City Council to consider Algiers development plans
The New Orleans City Council will consider whether to approve construction plans for a 354-unit mixed-use development along the Mississippi River in Algiers. The New Orleans City Planning Commission (CPC) did not reach a unanimous vote Feb. 6 to support the project being developed by River Street Ventures, so the proposal heads to the City Council without a recommendation from the CPC about its fate.

  More than two dozen people showed up to the meeting to voice their concerns about the project, which also is opposed by the Algiers Riverview Association and the Algiers Point Association. The project includes four eight-story buildings with apartments and runs along the levee between Brooklyn Avenue and Socrates and De Armas streets. Opponents fear the project's size and density is out of character for the neighborhood.
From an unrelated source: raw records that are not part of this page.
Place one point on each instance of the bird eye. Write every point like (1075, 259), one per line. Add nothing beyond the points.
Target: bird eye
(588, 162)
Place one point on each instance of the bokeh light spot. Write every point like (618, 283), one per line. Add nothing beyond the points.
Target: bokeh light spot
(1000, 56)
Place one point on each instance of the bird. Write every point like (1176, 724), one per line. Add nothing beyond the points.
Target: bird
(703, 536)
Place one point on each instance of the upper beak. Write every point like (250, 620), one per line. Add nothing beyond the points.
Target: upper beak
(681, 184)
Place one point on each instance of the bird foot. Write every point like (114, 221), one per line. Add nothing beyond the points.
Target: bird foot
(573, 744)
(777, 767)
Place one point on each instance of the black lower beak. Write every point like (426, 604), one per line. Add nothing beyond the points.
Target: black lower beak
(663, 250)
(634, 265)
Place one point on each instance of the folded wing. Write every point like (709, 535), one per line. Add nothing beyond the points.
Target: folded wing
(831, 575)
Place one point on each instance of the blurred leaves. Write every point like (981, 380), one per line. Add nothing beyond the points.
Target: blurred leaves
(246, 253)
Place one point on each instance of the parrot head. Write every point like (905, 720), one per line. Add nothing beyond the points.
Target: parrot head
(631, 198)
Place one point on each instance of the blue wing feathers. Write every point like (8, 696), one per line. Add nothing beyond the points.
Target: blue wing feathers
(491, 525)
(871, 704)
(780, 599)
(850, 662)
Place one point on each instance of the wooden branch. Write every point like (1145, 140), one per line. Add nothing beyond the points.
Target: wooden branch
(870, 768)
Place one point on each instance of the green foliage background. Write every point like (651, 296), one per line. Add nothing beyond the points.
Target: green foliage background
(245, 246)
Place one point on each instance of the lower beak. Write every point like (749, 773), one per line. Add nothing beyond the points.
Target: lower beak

Governor calls Special Session on Budget
Gov. John Bel Edwards has summoned Louisiana lawmakers for a special legislative session to help solve the state's fiscal crisis. It's the fifth special session within the last two years and is tasked with finding a solution to the state's nearly $1 billion budget shortfall.   The session runs Feb. 19 to March 7, just days before the Legislature convenes for its regular session March 12.   The looming "fiscal cliff" is the result of $1 billion in taxes that expire in July. Republican lawmakers largely have rejected Edwards' proposal, and the state could end up making significant cuts to the TOPS college scholarship program, hospitals and programs for mental health and people with disabilities.